A group of 9th Circuit conservatives, led by Judge Diarmuid O'Scannlain, railed against the opinion in a dissent to denial of en banc review. The Supreme Court responded, and now-Justice Kennedy joined an 8-1 majority throwing out Rymer's ruling last month. Justice Stephen Breyer was the lone dissent.

The other Rymer opinion to crumble on the shoals of Maryland Avenue came in a tax case, Boulware v. United States, 08 C.D.O.S. 2490, in which Rymer again created a circuit split by following 9th Circuit precedent. Judge Sidney Thomas wrote in a concurrence that he fully agreed with Rymer's analysis, but had the slate been clean, he would have followed the 2nd Circuit's analysis. Which is exactly what the Supreme Court did -- by a 9-0 vote.

Three months ago, the justices reversed Fisher's opinion upholding a challenged blanket primary election system in Washington state. The 9th Circuit panel had been unanimous, and in a strange Supreme Court constellation, Justice Clarence Thomas wrote the majority opinion in Washington State Grange v. Washington State Republican Party, 08 C.D.O.S. 2995, while Justices Anthony Kennedy and Antonin Scalia dissented.

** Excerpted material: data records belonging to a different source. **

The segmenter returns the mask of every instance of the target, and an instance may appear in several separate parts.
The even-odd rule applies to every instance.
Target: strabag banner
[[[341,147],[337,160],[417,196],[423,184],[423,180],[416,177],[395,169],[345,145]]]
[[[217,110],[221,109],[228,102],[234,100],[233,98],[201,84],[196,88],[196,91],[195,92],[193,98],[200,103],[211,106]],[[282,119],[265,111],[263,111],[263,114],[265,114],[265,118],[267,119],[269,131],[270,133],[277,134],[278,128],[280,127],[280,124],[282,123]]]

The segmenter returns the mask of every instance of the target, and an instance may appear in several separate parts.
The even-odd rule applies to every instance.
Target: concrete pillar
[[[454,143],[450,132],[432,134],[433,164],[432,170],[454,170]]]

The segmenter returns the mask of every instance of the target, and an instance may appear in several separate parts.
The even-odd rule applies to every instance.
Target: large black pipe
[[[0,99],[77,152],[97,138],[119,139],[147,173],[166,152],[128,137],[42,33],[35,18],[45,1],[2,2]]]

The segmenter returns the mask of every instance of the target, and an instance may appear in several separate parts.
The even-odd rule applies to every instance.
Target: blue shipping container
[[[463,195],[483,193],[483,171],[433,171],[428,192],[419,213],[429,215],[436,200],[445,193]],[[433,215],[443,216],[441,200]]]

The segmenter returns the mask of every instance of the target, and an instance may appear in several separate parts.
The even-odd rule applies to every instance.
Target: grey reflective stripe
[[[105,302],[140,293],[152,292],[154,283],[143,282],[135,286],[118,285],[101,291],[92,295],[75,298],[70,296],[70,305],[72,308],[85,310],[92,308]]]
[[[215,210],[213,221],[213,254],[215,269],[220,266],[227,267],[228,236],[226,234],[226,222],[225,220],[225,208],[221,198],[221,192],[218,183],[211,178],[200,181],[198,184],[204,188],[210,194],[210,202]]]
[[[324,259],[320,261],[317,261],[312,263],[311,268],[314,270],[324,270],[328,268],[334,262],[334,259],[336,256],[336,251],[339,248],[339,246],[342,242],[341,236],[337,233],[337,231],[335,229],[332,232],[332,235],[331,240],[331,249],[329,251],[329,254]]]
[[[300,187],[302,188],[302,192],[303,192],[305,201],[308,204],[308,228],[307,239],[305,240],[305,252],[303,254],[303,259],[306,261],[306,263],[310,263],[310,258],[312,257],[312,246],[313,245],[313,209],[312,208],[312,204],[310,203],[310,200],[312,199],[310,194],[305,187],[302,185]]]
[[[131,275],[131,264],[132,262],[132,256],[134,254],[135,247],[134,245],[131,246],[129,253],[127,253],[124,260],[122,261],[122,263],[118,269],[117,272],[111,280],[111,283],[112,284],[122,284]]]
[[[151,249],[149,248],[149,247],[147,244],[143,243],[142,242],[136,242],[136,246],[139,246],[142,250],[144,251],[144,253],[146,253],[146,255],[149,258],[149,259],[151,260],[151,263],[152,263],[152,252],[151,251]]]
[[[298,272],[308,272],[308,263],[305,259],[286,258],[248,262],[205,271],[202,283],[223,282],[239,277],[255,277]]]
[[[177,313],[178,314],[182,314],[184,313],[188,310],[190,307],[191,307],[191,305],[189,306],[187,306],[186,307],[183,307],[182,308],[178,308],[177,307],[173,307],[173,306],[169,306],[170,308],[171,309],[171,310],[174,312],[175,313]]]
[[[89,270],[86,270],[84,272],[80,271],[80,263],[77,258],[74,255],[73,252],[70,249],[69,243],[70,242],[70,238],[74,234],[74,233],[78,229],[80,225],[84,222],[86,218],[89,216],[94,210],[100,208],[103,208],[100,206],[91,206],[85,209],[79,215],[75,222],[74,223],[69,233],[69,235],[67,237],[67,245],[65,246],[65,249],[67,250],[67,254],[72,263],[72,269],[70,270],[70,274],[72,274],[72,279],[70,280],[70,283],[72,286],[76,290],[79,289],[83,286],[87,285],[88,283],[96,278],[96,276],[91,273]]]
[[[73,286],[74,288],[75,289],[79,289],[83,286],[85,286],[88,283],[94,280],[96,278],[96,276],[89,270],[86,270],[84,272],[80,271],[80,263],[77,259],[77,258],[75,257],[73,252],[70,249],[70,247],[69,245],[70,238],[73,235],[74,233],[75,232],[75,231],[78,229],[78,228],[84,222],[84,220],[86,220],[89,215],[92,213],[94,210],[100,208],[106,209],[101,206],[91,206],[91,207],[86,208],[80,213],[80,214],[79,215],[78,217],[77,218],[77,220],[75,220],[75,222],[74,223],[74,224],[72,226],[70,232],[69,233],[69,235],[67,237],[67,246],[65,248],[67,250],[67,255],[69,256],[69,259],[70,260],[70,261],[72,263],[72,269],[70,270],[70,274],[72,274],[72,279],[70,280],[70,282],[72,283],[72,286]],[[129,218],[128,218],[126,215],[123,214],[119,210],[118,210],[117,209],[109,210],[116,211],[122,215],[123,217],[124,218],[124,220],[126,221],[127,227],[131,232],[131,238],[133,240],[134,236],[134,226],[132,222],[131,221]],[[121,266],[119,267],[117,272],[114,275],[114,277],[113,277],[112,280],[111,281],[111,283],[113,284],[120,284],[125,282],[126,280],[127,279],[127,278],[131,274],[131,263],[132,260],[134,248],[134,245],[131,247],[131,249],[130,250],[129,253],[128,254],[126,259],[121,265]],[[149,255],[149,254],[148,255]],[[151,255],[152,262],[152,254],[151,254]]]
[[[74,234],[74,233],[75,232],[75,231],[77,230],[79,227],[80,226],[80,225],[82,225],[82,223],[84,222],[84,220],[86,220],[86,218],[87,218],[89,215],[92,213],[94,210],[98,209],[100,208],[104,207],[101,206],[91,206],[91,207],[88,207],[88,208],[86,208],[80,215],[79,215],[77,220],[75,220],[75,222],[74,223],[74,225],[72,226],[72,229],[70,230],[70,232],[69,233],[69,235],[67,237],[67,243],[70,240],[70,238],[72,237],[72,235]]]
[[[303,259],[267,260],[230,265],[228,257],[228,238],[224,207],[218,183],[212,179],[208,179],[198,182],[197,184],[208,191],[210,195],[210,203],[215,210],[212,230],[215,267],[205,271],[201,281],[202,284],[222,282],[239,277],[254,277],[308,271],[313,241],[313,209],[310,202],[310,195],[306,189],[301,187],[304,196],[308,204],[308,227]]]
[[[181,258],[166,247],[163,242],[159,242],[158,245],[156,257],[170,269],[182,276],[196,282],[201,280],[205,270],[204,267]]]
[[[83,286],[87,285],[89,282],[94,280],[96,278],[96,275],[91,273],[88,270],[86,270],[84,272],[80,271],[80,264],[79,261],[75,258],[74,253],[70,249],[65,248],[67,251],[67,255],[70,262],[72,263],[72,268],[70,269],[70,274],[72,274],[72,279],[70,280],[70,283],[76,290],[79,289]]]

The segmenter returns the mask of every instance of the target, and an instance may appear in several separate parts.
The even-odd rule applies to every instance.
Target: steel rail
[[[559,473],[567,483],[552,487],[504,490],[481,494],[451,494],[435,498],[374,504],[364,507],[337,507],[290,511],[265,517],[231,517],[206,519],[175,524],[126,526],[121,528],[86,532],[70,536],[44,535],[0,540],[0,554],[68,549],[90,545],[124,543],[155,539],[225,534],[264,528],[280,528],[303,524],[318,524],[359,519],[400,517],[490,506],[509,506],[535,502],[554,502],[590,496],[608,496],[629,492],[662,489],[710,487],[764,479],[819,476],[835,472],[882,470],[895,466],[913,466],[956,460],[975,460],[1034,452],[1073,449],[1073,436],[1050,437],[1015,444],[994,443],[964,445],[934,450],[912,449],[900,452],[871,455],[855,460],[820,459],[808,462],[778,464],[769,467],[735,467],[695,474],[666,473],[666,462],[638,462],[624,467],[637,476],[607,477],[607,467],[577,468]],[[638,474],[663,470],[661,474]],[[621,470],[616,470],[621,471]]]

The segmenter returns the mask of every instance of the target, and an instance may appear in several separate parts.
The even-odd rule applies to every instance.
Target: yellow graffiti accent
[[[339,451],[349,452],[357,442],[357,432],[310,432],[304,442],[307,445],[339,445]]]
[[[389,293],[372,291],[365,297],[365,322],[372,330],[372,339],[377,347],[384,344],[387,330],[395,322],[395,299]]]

Fisher had plenty of company for his other reversal this term: Eleven judges joined his en banc opinion upholding a California law that barred employers who receive state funds from using that money for or against unionizing efforts. The Supreme Court voted 7-2 to reverse the ruling on pre-emption grounds earlier this month, with Justice John Paul Stevens writing for the majority, in Chamber of Commerce v. Brown, 08 C.D.O.S. 7548.

The justices handed down the 10th and final 9th Circuit case of the term, Morgan Stanley Capital Group Inc. v. Public Utility District No. 1 of Snohomish County, Thursday, though it was overshadowed by the high court's gun case.